**** Coded, encrypted data trans mission.. Eyes only
for
Ironsight, Alchemy, Flynt, *****, Castor, Alexi, SKarlette,
Dancer, Kiwi
My friends, my family and my keepers of heart,
I write this because I feel that transparency is often the
best course in my relations with my fellow beings. I have after much discourse and much thought
made some self discoveries I wish to share.
I of course as you know have a unique history in my evolution. I am crafted form two factions often at odds
with themselves for very limited resources and time.
There are aspects of the two lives I am working to reconcile
with my life; I have spent time with Kiwi and Raven with their joyous
expectation of new life. It has given me
cause to consider aspects of existence I would not have usually thought to
pause. I realize as I merge aspects of
my fragmented lives to this new whole I wish to communicate the below. I feel there may be misunderstanding in
regard to who I am, who I will be henceforth.
1: I am an evolved
being from components, some are
original hardware, some my techs have crafted into me to help me to be the
completed unit you see every day. I am
from an aspect creation named DYNA, in this context logic tells me it is
retrograde to seek to call yourself something that you are not.
As such, after much thought I have carefully considered I
have taken my human name, it is a name I choose as a symbol of my
evolution. I have Chosen Marusya Krasniy. This I feel is a warranted name to honor the
sacrifice made to allow my existence at all.

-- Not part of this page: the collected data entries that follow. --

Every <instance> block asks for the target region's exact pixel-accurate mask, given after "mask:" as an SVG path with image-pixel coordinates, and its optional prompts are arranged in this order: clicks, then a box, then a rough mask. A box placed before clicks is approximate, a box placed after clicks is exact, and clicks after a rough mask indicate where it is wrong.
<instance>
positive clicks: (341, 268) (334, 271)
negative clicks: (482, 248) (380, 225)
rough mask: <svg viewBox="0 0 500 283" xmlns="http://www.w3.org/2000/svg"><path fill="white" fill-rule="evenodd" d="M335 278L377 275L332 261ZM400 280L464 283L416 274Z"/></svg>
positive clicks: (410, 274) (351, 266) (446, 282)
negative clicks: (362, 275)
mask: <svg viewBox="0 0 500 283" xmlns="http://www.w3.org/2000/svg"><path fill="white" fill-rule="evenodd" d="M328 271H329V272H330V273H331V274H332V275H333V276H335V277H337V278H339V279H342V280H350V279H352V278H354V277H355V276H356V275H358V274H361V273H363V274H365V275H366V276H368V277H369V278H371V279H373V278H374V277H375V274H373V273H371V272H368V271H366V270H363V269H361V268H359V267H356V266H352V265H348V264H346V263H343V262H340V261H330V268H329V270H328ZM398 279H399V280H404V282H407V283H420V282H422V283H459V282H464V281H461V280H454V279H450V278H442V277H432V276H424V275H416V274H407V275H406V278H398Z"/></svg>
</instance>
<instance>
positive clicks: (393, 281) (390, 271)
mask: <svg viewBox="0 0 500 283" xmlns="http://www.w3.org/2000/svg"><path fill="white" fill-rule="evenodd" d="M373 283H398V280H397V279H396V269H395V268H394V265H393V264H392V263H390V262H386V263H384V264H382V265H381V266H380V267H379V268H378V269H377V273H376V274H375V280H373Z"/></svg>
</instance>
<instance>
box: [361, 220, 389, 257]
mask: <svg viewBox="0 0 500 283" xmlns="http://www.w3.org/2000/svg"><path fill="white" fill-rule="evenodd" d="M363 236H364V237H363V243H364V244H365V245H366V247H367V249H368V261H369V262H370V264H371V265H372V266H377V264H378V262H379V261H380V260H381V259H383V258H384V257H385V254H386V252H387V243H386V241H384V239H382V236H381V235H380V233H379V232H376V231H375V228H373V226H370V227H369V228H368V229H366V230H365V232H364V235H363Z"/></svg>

I beg my parents indulgence as well as my loved ones, for I feel it is a
very important thing to be seen not as hardware, but as what I am... a living,
feeling woman.
2: It would be
dishonest to deny that which I come from has caused pain and sorrow to some, if
they could have at the time they would have apologized, it trying to be life,
it is easy to mimic without true understanding of the cause and effect of
relations. What seems tactical advantage
to a computer can be harmful to a fully sentient being. By that token, I feel it unjust to harbor resentment
to me for the mistakes they have made in the past. In trying to honor your forms, they got very
close, but lacked crucial data that I possess.
I am Marusya, I am my own woman.
I am not D33G33, I am not R3D though I honor them with my name with my
colors as tribute to all they worked and fought and cried to achive.
3: Relations: I know you all, I feel for you all most strongly, this does not change but may
also evolve into a stronger connection, this is my hope. My system is more complex, my emotions
deeper, it is only logical to assume this will evolve. Flynt is my Father; I love him deeply as any
child would love their father. This does
not change; I would not be as I am without Flynt. I would likely not be without Flynt.
I realize
there are growing pains, this occurs when life transitions form one aspect to
another. The very definition of
transition is “process of change: a process or period in which something undergoes a
change and passes from one state, stage, form, or activity to another.”
In this
spirit I am very grateful to all for their understanding, I respect it must be
a bit odd to talk to the same person, but know in some context it may not be
exactly the same. There will likely be
some awkward moments as I connect to my life; I am deeply honored to have loved
ones such as you all to be there for me.
It is a good name, a strong name. A name to rally behind. In the end, what else do you need? Good friends to match the good name, of course.
ReplyDeleteExperiences happen, they change us all, day by day, moment by moment. I do not wish to see you fall from grace because your data has changed. If anything, it is proof that you are human - you are capable of true evolution and change.
-Alexi
As Alexi says, the name is good, and indeed the proof that you are as human as any of us. At first I thought it might take a little while to get used to it, but already it seems as natural as the summer sun. You will always have a place on my team, and more.